# Water in Kidder County Area?



## rhanson (Sep 16, 2007)

Hey there, I was wondering if anyone could tell me what the water levels in Kidder county area are at? I have been hunting in Kidder for the last 8-9 years and last year as you know it was bone dry. I have been looking at Sattelite imagery and it appears the potholes I hunt are holding water but was looking for some local assurance. Thanks!!!


----------



## Bob Kellam (Apr 8, 2004)

Please check the links below

Water in the county is average at best



> We recommend that new visitors to the site use the search box on the home page when first looking for information on areas in ND (click here (see upper left side). Almost every question has been asked before, and Google has archived every one of the threads.
> 
> We also have 2 fantastic threads full of information on exactly what you're looking for including water conditions, restrictions, maps, etc:
> 
> ...


----------



## water_swater (Sep 19, 2006)

I dont know about kidder county but Minnesota has 10,000 lakes, and WI has more


----------



## deacon (Sep 12, 2003)

w_s - stirring the pot in this post too, must be having a bad day.


----------



## R y a n (Apr 4, 2005)

> We ask that other forum members please keep any negative comments to themselves and give the new members a chance to enjoy the site.


¿Usted no habla inglés?

Sie sprechen nicht Englisch?

Вы не говорите английскую язык?

Δεν μιλάτε τα αγγλικά;

Just curious

Ryan


----------



## rhanson (Sep 16, 2007)

Thanks for the reply Bob I appreciate it. I had already checked those links but wasn't able to gain anything concrete from them. I figured with thousands of users with the same interests as me that surely someone would offer some sage advice.

Hey Water Squater....Minnesota has 15,000 lakes actually.


----------



## Bob Kellam (Apr 8, 2004)

PM Sent

Bob


----------



## Horsager (Aug 31, 2006)

Didn't realize you were looking for sage advice. Sage is what Mule deer and Pronghorn antelope eat. Some folks also use it for seasoning meat. Areas with lots of sage are a good place to find Sage Grouse. Don't try to burn sage on a campfire, it's nearly impossible to get that stuff to burn, you'll freeze if sage is your campfire plan.

I don't think I know much more about sage, so that's all the sage advice I can give.


----------



## kaiserduckhelm (May 26, 2005)

rhanson, best advice I can give you is to call the nearest waterfowl refuge to where you are hunting and ask them.
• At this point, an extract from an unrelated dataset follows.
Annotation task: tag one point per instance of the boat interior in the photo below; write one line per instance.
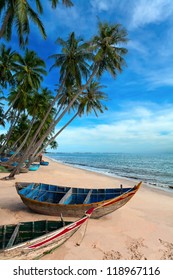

Most will give you bird updates and are very helpful.


----------



## DakotaDog72 (Sep 27, 2005)

I think last year was the worst I've seen in ND in years and there was water to be found anywhere across the state.

NOW....If you field hunt....well who needs water.

Find a roost, find a freshly cut field were birds are working, get perrmission and enjoy


----------



## rhanson (Sep 16, 2007)

Hey Horsager - you are too funny. Did you know that jack-***** eat sage too? Oh...of course you did.


----------



## james.hunter (Sep 5, 2007)

yeah i would say this year is going to be allot better then last year it was bad seeing the places i hunted in 2005 dry but this year is allot better.


----------



## Horsager (Aug 31, 2006)

rhanson said:


> Hey Horsager - you are too funny. Did you know that jack-a$$es eat sage too? Oh...of course you did.


You were given proper links by the moderators then you begged and pleaded because it wasn't enough info, boo hoo.

I hunted Ruffed Grouse in MN last weekend, didn't call or internet scout, just headed to where the birds should be and turned the dog loose. Killed 3 on 5 flushes, shoulda had the other 2 but as usual I shot under a couple straight-away birds.

I'm hunting elk in MT on my own again this year, not internet scouting that trip either, just gonna go hunt where elk should be, on public land, undguided. 'Spect I'll find a deer and the odd pheasent in MT on my own too.

I don't hunt ducks, last time was 2003 I took a younger reletive out for the youth weekend. I do however like to get under the skin of snivelers.


----------



## redlabel (Mar 7, 2002)

I will probably be out that way grouse hunting this weekend. Send me an email or a PM and I can let you know what I see.


----------